Leverage is like Marmite in the world of ETFs - you either love it or you hate it. Recent figures from Barclays Stockbrokers show leveraged long and short ETFs featuring in the top 10 most popular purchases by retail investors, with a ‘super short' FTSE 100 strategy coming in second place.
These products, however, are seen by many as short-term trading vehicles only suitable for sophisticated investors able to frequently monitor markets.
The UK’s Financial Services Authority has gone as far as to warn leveraged ETFs are ‘generally unsuitable’ for the retail market, putting them on a par with complicated structured products. The industry regulator has even proposed publishing a list of products – potentially including leveraged ETFs – to be considered unfit for retail investors from the outset.
Concern largely stems from the fact leveraged long and short products imply the delivery of ‘two-times’ the index performance, although returns can vary widely depending on the time horizon of the investor. Daily rebalancing means the ‘two-times’ index performance is generated on a daily basis and not necessarily over longer periods.

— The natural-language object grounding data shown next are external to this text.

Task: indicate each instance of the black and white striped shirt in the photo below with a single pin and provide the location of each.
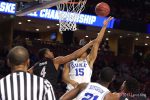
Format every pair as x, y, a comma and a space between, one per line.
25, 86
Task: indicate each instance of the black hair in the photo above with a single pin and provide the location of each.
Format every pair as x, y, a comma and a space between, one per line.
18, 55
106, 75
42, 52
132, 85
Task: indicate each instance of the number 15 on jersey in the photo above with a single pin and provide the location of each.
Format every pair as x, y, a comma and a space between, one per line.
79, 71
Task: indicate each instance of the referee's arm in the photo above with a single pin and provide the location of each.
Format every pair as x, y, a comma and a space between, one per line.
49, 92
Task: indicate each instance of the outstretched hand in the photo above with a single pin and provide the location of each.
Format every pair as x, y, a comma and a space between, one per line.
106, 21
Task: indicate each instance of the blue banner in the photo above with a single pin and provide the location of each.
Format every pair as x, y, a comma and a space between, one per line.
51, 14
6, 7
85, 19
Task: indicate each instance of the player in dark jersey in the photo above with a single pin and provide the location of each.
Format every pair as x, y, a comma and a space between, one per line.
47, 66
130, 90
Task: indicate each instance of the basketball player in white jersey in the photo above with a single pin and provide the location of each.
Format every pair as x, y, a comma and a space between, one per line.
80, 70
93, 91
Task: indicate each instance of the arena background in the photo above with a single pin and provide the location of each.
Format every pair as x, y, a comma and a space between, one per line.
125, 47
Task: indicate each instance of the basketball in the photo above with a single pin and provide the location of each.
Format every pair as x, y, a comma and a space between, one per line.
102, 9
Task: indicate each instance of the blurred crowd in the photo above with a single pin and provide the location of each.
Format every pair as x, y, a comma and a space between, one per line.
124, 66
134, 10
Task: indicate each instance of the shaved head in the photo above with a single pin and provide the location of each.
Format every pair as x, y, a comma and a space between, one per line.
18, 56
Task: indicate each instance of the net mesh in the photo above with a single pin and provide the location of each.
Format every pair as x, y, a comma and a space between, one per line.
68, 13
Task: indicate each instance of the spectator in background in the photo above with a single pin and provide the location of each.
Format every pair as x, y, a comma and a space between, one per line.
83, 41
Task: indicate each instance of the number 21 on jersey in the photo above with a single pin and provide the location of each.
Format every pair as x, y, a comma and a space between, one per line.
90, 96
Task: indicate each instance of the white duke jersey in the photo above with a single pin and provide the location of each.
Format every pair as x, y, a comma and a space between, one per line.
93, 91
80, 72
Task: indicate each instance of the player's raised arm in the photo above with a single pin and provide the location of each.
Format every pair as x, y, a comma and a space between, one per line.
66, 77
93, 54
74, 92
74, 55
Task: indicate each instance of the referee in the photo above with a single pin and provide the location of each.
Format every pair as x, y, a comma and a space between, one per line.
20, 85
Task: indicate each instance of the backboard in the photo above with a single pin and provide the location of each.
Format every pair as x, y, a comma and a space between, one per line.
29, 6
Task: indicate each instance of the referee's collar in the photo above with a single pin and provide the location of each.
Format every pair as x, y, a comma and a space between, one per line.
19, 71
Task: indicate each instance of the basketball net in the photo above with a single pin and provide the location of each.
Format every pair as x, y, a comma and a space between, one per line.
68, 13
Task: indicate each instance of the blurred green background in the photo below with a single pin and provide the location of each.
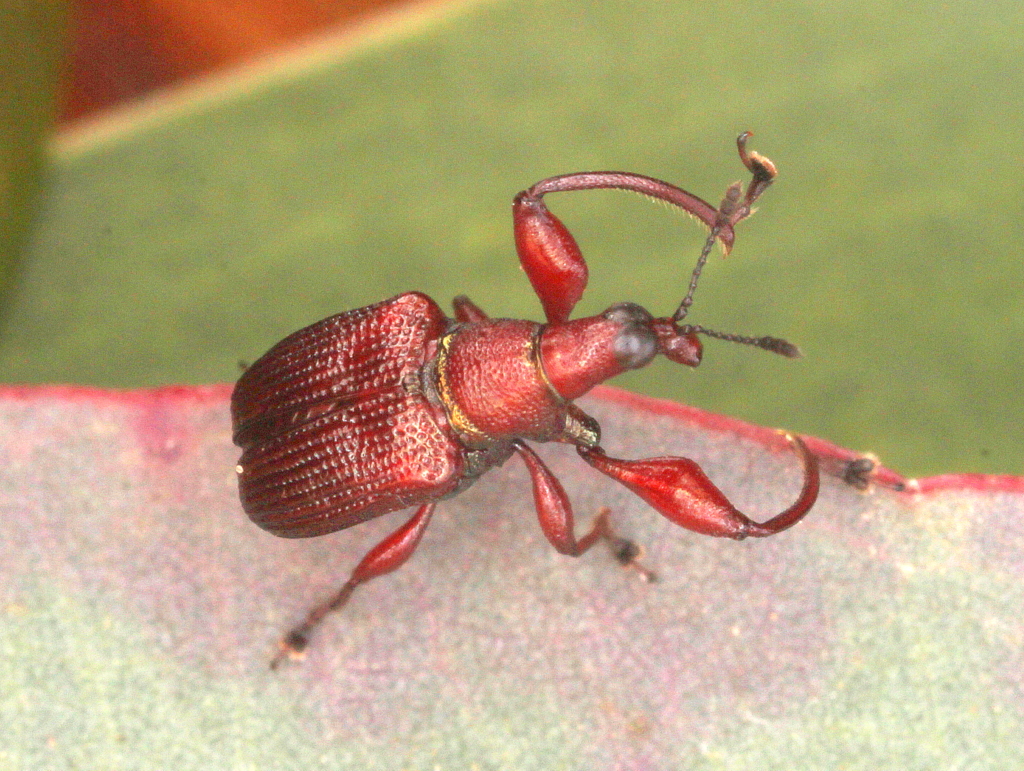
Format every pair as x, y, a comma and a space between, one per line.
171, 242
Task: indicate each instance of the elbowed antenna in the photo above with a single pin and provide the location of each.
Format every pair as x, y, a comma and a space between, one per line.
731, 211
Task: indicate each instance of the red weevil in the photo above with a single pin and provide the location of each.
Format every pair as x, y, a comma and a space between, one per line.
395, 405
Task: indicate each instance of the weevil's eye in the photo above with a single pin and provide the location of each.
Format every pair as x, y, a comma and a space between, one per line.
636, 343
628, 313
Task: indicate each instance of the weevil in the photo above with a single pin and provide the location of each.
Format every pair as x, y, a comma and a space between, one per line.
396, 405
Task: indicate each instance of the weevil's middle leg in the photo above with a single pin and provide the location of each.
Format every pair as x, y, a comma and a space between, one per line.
555, 514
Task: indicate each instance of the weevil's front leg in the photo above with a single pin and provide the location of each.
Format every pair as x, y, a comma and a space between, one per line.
388, 555
680, 490
551, 256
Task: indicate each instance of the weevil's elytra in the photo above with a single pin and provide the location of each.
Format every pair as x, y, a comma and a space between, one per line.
396, 405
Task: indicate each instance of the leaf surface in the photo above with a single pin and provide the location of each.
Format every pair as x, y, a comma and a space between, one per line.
140, 609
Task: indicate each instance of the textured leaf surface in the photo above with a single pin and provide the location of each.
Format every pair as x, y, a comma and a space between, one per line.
140, 607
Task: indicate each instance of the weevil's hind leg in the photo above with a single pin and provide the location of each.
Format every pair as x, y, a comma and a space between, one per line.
388, 555
555, 514
467, 310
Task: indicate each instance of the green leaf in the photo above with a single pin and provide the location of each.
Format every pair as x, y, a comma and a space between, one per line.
181, 237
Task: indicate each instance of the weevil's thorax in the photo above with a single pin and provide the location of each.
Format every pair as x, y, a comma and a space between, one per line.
487, 376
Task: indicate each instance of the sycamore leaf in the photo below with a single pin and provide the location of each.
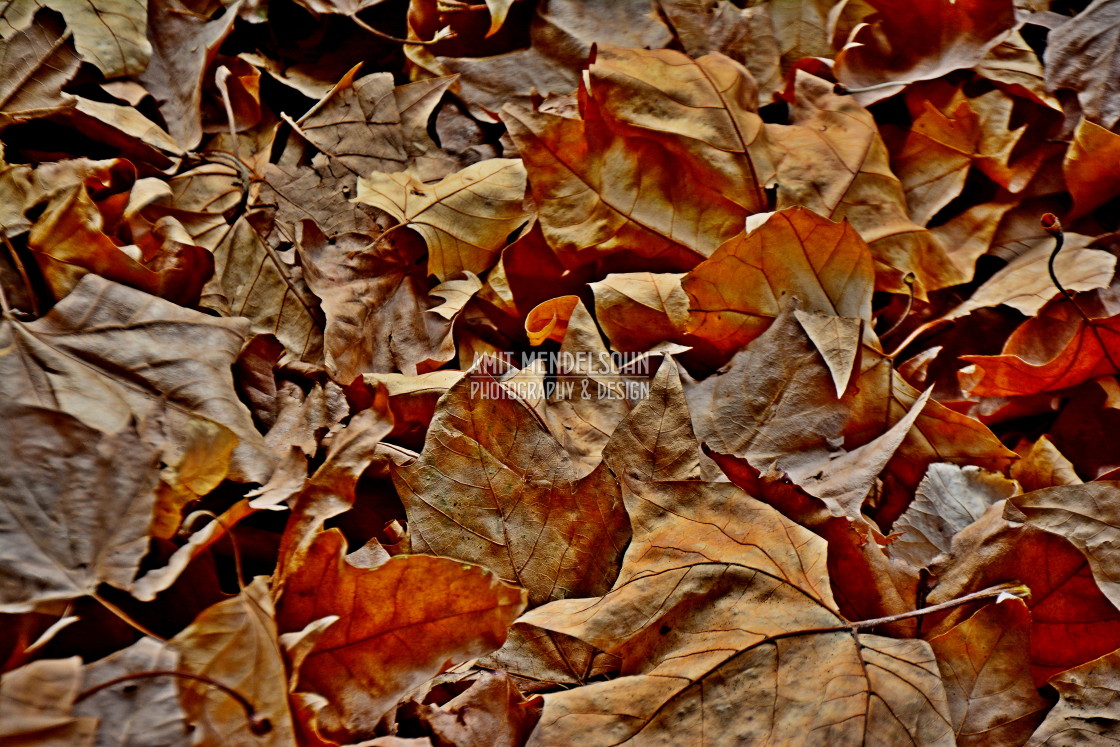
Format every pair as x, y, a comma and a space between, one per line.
1088, 516
85, 358
38, 62
1090, 167
1081, 56
833, 161
987, 677
408, 618
920, 40
36, 701
716, 633
737, 292
1086, 354
75, 506
1086, 705
494, 487
837, 339
183, 44
110, 34
465, 218
234, 642
641, 309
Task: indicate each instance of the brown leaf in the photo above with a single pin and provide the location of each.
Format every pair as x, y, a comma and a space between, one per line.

However, RBS has recently unveiled monthly leveraged ETFs, which smooth returns over longer periods, making leveraged performance consistent for periods greater than one day.
Time will show how popular these monthly rebalanced funds become among retail, but in the meantime there is clearly demand for leveraged ETFs, as the stockbroker’s figures show. With more leveraged products in the pipeline and rising investor demand, it would be wise for the FSA to encourage education rather than denigrate these products and risk casting a shadow over ETFs.
After all, this is one of the vehicles they say advisers should consider in line with the Retail Distribution Review and are likely to become a popular, mainstream proposition for retail investors.